Fundamental effective temperature measurements for eclipsing binary stars – III. SPIRou near-infrared spectroscopy and CHEOPS photometry of the benchmark G0V star EBLM J0113+31

Abstract

Abstract EBLM J0113+31 is moderately bright (V=10.1), metal-poor ([Fe/H] ≈−0.3) G0V star with a much fainter M dwarf companion on a wide, eccentric orbit (=14.3 d). We have used near-infrared spectroscopy obtained with the SPIRou spectrograph to measure the semi-amplitude of the M dwarf’s spectroscopic orbit, and high-precision photometry of the eclipse and transit from the CHEOPS and TESS space missions to measure the geometry of this binary system. From the combined analysis of these data together with previously published observations we obtain the following model-independent masses and radii: M1 = 1.029 ± 0.025M⊙, M2 = 0.197 ± 0.003M⊙, R1 = 1.417 ± 0.014R⊙, R2 = 0.215 ± 0.002R⊙. Using R1 and the parallax from Gaia EDR3 we find that this star’s angular diameter is θ = 0.0745 ± 0.0007 mas. The apparent bolometric flux of the G0V star corrected for both extinction and the contribution from the M dwarf (<0.2 per cent) is ${\mathcal {F}}_{\oplus ,0} = (2.62\pm 0.05)\times 10^{-9}$ erg cm−2 s−1. Hence, this G0V star has an effective temperature Teff, 1 = 6124 K ± 40 K (rnd.) ± 10 K (sys.).

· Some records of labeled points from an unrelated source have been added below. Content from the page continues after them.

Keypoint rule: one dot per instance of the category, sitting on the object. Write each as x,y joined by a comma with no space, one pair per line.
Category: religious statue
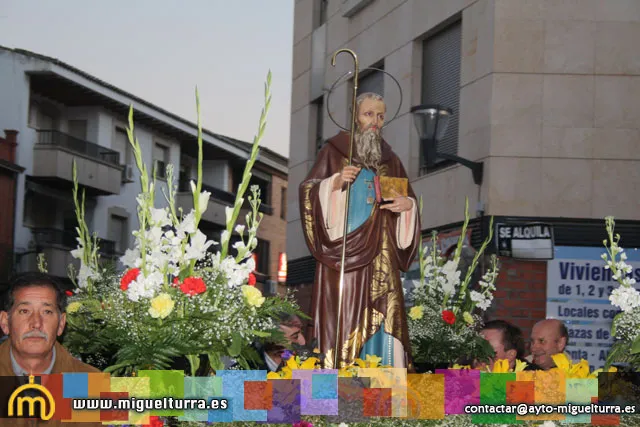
382,239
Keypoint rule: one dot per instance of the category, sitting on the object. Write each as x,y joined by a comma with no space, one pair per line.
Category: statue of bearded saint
382,240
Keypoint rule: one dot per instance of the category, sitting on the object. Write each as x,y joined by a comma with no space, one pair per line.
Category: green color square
165,384
493,391
579,392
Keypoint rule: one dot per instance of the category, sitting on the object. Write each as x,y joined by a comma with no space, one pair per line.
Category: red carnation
129,277
252,279
449,317
193,286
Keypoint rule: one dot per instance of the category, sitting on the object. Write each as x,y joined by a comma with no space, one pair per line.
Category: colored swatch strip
249,396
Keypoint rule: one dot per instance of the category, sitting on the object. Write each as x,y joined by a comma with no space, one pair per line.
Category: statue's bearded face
368,135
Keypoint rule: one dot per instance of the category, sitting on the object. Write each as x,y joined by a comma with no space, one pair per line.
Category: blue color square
75,385
221,415
324,386
233,390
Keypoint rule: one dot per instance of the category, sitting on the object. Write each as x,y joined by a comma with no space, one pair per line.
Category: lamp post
431,121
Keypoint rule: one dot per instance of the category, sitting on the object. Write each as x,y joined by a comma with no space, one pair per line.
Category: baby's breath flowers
175,297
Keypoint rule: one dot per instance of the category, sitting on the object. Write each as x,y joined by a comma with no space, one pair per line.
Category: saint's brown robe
372,294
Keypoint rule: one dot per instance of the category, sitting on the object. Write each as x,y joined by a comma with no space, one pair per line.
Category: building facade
62,114
544,93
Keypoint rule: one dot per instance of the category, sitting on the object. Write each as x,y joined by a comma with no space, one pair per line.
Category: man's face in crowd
545,342
34,322
495,338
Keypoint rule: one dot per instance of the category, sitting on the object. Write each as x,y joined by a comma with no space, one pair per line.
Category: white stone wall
549,101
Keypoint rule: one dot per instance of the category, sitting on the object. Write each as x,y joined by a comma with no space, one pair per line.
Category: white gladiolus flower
160,217
627,298
145,287
203,201
187,226
85,274
197,249
131,258
78,252
228,212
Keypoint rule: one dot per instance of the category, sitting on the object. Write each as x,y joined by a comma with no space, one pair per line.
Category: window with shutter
318,111
441,56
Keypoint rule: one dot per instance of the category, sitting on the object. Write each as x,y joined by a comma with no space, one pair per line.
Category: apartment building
544,111
61,114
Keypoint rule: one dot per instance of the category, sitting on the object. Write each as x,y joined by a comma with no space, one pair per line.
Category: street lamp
431,121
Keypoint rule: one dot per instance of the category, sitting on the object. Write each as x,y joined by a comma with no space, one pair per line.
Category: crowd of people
33,317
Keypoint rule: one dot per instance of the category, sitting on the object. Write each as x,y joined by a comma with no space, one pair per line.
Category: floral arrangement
446,316
176,298
626,324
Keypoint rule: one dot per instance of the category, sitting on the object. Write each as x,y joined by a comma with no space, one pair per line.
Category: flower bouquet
626,324
176,298
445,319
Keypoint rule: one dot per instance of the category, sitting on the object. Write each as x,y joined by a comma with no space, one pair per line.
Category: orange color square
521,392
114,415
98,382
377,402
53,383
258,395
425,396
604,419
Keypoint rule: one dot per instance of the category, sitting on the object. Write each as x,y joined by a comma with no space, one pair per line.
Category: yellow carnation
416,312
74,307
161,306
253,295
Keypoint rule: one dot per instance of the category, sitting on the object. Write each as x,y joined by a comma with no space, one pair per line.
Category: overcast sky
160,50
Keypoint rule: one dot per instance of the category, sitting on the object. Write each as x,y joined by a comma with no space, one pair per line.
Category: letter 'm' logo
47,402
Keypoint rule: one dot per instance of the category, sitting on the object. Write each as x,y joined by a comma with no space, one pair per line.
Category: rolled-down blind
441,78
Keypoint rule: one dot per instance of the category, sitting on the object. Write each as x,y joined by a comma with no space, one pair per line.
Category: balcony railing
222,196
52,236
80,146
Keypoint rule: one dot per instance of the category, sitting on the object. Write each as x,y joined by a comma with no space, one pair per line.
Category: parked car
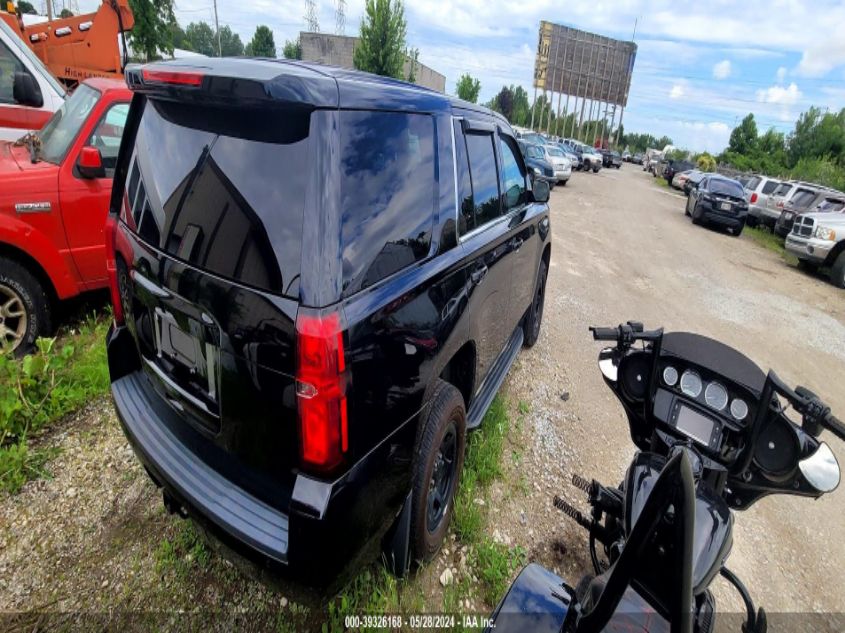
672,167
29,94
718,200
679,179
693,179
561,164
817,239
535,160
611,158
803,200
591,159
54,194
297,354
758,190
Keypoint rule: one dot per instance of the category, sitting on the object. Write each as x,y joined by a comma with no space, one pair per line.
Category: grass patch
768,240
58,378
182,554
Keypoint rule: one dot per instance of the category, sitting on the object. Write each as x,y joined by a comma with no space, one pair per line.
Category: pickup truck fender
41,250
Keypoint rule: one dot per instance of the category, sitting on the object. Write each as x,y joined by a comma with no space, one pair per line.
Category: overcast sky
700,66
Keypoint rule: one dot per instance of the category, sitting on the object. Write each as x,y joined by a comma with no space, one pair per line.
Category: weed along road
95,538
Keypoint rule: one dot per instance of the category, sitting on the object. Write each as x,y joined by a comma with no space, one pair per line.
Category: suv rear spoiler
232,83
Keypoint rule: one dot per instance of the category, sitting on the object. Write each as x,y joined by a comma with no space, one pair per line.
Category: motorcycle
713,438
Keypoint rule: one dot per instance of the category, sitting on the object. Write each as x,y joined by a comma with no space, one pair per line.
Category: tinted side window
513,176
467,214
485,180
387,193
219,201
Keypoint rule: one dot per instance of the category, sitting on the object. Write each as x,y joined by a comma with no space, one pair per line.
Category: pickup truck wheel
534,317
24,308
837,271
437,470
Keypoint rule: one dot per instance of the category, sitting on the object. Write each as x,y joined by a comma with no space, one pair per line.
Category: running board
494,380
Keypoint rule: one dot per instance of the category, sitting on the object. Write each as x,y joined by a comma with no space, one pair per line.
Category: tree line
813,151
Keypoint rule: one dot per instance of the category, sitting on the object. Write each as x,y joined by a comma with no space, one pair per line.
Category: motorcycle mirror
609,363
821,470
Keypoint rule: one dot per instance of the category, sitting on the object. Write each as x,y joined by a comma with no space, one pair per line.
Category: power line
311,23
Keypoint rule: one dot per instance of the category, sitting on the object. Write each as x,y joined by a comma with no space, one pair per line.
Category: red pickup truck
55,186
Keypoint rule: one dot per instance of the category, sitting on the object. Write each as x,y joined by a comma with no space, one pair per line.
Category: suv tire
437,470
837,271
24,307
534,316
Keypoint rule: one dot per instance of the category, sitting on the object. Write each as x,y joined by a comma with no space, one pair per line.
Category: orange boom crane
81,46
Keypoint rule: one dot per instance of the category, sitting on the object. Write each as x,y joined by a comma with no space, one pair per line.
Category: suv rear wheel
437,470
837,272
24,307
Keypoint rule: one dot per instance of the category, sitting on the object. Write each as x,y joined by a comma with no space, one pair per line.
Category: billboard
581,64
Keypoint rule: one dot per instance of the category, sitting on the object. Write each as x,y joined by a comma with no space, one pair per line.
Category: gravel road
623,250
87,539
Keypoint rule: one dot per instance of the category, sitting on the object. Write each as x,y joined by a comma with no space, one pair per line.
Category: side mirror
90,163
540,190
25,90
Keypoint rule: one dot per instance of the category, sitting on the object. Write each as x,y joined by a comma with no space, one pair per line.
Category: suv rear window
770,186
802,198
387,194
217,198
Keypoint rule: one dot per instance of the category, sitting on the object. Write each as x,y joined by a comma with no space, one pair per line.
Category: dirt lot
95,538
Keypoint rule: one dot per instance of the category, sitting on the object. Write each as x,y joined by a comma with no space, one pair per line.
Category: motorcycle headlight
825,233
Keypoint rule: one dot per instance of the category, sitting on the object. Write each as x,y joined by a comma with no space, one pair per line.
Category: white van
29,94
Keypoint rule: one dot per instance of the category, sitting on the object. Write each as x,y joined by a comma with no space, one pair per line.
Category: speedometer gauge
691,383
739,409
716,396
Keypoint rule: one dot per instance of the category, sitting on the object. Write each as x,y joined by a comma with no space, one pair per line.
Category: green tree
744,136
292,49
152,35
201,38
381,43
262,43
468,88
180,40
230,43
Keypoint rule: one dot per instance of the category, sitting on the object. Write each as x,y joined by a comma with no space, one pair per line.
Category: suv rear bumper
192,481
327,527
809,249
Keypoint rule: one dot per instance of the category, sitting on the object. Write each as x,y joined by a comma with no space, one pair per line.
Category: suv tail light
111,268
321,390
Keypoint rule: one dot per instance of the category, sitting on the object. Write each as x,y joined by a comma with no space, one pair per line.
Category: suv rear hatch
213,212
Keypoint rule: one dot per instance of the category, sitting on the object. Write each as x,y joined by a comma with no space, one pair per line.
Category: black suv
320,279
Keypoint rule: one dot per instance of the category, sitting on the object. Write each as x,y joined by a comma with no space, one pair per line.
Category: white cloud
722,70
823,56
780,95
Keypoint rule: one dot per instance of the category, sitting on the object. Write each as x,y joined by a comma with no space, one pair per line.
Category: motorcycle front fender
537,601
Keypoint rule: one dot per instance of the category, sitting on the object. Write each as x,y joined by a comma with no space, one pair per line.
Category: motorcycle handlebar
832,424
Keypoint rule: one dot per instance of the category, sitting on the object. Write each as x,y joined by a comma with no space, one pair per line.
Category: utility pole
340,18
311,17
217,26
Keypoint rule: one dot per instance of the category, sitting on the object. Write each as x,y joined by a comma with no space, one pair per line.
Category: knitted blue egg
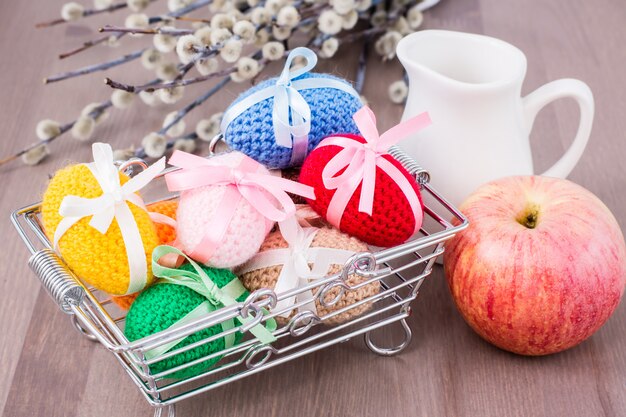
252,131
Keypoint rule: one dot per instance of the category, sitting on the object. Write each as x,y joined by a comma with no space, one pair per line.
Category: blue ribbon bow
291,114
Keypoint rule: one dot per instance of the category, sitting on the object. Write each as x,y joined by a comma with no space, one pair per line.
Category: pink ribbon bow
265,193
360,161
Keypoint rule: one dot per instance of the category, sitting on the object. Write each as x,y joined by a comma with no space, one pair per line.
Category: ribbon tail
368,186
134,248
287,280
162,219
407,190
340,200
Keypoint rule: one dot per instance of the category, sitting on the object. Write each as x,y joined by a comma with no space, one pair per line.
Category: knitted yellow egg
98,258
324,238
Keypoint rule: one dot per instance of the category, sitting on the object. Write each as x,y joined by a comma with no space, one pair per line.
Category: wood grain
48,369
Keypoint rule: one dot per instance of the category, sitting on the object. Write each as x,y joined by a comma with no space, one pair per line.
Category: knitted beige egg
324,238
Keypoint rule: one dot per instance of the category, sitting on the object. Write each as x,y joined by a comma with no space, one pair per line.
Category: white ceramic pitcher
471,86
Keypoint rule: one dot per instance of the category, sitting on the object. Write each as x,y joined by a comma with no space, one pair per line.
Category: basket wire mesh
399,270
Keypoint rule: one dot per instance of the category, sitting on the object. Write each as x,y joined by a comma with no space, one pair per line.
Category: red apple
541,267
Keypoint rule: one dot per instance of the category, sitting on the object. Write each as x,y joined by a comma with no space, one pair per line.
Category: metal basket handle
57,279
421,175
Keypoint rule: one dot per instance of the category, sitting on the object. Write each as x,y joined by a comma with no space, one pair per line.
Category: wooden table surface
49,369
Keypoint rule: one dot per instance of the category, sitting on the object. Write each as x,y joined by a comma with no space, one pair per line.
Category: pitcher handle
554,90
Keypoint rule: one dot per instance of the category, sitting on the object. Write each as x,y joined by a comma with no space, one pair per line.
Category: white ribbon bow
112,204
295,262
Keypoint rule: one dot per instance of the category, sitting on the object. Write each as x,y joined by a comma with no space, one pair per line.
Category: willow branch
89,12
140,153
86,45
189,107
93,68
95,113
155,19
146,31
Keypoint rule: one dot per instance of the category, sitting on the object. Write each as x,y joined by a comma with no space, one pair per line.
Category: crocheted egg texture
252,131
165,233
195,217
168,208
392,221
324,238
160,306
100,259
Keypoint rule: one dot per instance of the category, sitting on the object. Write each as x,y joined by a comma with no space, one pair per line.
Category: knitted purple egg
279,121
202,211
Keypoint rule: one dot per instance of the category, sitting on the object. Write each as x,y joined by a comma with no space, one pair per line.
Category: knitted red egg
393,220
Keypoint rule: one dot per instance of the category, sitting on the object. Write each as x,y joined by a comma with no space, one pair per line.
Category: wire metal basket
399,270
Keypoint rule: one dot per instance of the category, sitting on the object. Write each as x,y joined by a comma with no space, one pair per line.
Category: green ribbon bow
217,298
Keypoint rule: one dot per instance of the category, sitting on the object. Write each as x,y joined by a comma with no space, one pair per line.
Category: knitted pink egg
203,210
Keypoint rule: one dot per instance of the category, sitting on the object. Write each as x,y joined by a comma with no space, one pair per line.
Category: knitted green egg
160,306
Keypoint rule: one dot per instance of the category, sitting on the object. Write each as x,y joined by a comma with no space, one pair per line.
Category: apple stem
529,218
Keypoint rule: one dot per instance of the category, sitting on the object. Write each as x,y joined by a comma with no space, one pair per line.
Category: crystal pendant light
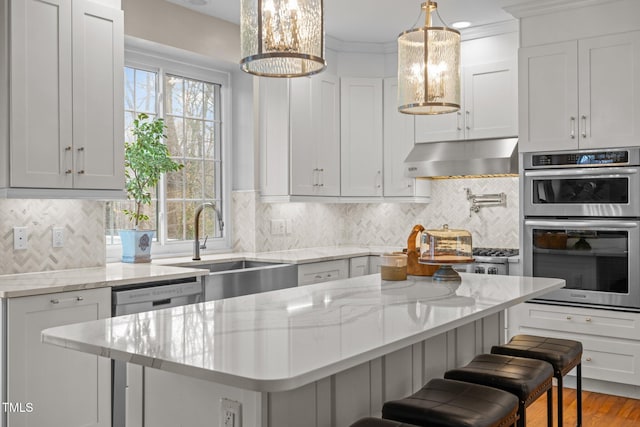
282,38
429,68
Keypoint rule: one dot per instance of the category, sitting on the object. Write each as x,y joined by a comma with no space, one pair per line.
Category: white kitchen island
319,355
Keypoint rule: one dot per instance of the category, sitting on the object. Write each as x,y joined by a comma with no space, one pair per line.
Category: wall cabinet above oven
580,94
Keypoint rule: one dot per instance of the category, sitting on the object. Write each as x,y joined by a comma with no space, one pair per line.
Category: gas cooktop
494,252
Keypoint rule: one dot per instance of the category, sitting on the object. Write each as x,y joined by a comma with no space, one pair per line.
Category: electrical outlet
230,415
19,238
57,235
277,227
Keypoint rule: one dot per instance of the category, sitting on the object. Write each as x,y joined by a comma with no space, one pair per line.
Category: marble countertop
284,339
291,256
112,275
119,274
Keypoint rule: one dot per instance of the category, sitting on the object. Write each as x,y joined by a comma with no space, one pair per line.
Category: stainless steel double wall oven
582,224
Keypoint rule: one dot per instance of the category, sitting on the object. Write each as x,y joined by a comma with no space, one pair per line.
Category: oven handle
617,225
583,173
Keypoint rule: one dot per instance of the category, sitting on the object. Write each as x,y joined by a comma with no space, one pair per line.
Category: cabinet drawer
606,359
318,272
578,320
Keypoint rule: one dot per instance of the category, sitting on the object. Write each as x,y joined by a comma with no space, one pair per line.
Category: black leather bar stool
448,403
564,355
377,422
528,379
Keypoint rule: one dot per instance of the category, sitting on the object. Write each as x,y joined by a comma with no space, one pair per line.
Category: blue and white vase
136,245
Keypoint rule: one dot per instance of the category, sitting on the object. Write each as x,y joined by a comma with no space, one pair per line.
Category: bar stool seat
528,379
448,403
564,355
377,422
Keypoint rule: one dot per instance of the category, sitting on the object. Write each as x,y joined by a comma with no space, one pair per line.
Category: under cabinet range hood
468,158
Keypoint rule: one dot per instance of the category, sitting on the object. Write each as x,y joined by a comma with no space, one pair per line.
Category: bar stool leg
522,410
550,407
579,391
560,404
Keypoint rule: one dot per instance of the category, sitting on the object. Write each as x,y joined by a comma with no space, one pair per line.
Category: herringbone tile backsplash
83,224
379,224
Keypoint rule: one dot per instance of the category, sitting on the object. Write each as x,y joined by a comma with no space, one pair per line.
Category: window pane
209,101
175,135
193,143
175,220
193,179
209,180
129,89
145,91
175,185
193,98
174,98
210,151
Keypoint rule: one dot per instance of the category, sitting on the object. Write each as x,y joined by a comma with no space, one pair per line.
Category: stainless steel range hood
470,157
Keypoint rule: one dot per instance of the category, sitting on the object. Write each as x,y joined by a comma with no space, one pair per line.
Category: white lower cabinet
358,266
65,387
326,271
610,339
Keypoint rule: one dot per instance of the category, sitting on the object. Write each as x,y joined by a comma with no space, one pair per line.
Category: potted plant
145,160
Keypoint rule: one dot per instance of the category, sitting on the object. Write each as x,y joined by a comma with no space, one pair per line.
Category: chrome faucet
196,243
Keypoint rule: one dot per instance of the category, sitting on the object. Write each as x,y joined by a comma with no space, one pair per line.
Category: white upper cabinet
315,136
274,136
361,136
66,95
580,94
489,106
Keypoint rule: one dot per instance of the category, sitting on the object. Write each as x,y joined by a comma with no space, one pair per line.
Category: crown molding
525,8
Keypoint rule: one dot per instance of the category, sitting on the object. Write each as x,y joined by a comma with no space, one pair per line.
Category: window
191,107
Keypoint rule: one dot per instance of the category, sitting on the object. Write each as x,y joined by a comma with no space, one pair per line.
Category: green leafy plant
145,160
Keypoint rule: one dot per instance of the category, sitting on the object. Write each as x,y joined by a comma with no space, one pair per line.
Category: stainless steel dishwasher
127,380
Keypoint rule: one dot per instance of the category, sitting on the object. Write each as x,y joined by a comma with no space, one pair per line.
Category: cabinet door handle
61,301
572,124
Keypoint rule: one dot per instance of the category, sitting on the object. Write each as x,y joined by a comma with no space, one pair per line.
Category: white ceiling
373,21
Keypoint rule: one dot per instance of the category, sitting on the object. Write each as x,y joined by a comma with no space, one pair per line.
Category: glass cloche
445,247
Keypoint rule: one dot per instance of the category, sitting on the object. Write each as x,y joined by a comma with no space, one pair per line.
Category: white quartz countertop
119,274
284,339
112,275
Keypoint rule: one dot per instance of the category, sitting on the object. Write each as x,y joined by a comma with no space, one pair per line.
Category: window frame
166,60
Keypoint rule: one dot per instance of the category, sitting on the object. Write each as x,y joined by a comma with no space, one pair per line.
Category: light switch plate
57,235
19,238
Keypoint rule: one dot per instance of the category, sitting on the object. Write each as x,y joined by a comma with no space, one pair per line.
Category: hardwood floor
598,410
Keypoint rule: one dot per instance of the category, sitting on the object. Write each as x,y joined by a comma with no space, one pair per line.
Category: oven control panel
582,159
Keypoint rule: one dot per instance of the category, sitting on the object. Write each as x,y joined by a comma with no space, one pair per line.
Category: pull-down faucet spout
196,242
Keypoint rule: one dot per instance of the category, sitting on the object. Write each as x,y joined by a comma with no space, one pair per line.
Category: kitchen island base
339,400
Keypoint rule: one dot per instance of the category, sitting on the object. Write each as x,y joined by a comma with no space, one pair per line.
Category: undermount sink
235,278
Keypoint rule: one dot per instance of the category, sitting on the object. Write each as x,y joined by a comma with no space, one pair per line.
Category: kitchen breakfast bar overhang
318,355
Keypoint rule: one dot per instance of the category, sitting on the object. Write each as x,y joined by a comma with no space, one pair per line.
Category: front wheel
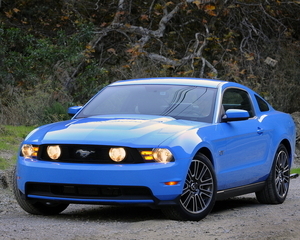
37,208
277,185
199,192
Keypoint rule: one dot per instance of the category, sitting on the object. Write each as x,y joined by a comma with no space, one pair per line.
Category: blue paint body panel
242,152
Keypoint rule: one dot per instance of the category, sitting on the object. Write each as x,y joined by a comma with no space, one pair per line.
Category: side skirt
233,192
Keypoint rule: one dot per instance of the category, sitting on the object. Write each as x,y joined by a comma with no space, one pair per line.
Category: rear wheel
277,185
199,192
35,207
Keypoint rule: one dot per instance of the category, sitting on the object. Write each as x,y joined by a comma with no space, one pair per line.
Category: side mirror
235,115
73,110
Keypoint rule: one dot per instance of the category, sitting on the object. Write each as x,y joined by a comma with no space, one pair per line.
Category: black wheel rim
282,174
198,188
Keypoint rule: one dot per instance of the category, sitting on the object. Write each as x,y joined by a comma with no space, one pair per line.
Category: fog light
54,152
117,154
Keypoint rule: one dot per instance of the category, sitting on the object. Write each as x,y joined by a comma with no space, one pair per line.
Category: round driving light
54,152
27,150
162,155
117,154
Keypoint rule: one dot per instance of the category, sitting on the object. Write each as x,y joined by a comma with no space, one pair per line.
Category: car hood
131,131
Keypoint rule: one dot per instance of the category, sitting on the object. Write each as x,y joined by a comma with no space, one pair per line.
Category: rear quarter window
263,106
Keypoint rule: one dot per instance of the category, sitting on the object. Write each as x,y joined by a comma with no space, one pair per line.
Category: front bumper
101,183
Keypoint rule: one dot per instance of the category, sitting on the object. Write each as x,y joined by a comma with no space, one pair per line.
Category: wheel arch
288,147
205,151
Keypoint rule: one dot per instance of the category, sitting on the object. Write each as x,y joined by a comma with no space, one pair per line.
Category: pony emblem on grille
84,153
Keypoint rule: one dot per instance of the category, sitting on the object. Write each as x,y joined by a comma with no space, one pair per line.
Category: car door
245,145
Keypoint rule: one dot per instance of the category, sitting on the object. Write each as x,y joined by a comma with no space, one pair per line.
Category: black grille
88,191
89,154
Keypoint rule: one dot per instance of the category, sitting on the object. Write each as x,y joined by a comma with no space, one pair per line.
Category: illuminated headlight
161,155
117,154
54,152
29,150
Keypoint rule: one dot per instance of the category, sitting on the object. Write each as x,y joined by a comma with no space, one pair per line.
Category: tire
199,192
35,207
277,185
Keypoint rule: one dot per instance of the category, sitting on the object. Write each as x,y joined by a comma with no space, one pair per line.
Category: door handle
260,131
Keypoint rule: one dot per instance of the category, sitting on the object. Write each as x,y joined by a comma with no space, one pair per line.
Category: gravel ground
237,218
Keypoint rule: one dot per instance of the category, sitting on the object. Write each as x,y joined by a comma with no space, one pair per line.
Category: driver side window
234,98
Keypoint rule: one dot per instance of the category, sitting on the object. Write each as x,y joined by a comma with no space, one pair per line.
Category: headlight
29,150
117,154
54,152
161,155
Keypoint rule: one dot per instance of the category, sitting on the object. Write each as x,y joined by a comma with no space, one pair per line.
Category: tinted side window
263,106
237,99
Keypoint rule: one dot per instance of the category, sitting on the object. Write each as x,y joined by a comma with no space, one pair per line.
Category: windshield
177,101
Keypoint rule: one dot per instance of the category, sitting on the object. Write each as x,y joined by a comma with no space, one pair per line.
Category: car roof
174,80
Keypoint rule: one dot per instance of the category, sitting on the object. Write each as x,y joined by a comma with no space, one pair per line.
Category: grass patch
11,137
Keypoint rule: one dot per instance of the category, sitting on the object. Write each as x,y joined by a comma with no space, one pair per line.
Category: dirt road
237,218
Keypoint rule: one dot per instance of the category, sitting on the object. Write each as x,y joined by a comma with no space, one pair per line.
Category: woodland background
55,54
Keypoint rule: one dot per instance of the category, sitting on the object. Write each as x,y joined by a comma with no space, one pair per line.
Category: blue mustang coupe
178,144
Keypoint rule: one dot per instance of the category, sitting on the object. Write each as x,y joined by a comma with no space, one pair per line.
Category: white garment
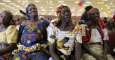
60,35
96,37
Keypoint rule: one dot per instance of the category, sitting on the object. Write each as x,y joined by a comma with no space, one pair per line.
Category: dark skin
65,24
6,18
94,25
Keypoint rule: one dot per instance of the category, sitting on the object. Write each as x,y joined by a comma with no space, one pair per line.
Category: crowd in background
33,37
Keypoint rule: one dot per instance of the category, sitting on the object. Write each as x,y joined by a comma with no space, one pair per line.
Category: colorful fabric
96,35
9,35
63,39
97,49
33,34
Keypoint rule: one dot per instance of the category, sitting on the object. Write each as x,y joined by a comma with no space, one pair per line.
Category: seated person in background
96,38
84,15
61,40
8,35
33,43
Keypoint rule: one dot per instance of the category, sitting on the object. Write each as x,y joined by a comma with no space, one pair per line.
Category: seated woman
96,38
8,35
61,38
33,41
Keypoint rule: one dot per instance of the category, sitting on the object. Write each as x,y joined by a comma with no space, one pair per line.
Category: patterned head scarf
27,10
58,11
100,21
90,11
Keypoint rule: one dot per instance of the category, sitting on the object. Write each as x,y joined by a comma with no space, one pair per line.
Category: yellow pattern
60,44
76,29
9,35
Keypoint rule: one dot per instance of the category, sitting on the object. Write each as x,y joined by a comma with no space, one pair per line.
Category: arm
77,51
8,48
52,52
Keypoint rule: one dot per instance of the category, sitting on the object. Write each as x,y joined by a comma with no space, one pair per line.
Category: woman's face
32,11
95,15
66,14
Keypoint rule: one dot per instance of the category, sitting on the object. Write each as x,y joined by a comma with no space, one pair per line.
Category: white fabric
60,35
106,37
96,37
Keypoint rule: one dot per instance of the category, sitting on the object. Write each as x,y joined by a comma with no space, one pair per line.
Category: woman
61,40
33,41
8,35
96,38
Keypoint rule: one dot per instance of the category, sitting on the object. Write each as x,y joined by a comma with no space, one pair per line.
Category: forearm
77,51
52,52
7,48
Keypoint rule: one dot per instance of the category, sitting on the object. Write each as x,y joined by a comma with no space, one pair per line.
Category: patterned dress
6,37
33,37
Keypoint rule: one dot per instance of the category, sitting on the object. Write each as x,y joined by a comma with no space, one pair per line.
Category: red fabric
112,39
113,17
80,3
86,38
59,9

EBLM J0113+31 is an ideal benchmark star that can be used for “end-to-end” tests of the stellar parameters measured by large-scale spectroscopic surveys, or stellar parameters derived from asteroseismology with PLATO. The techniques developed here can be applied to many other eclipsing binaries in order to create a network of such benchmark stars.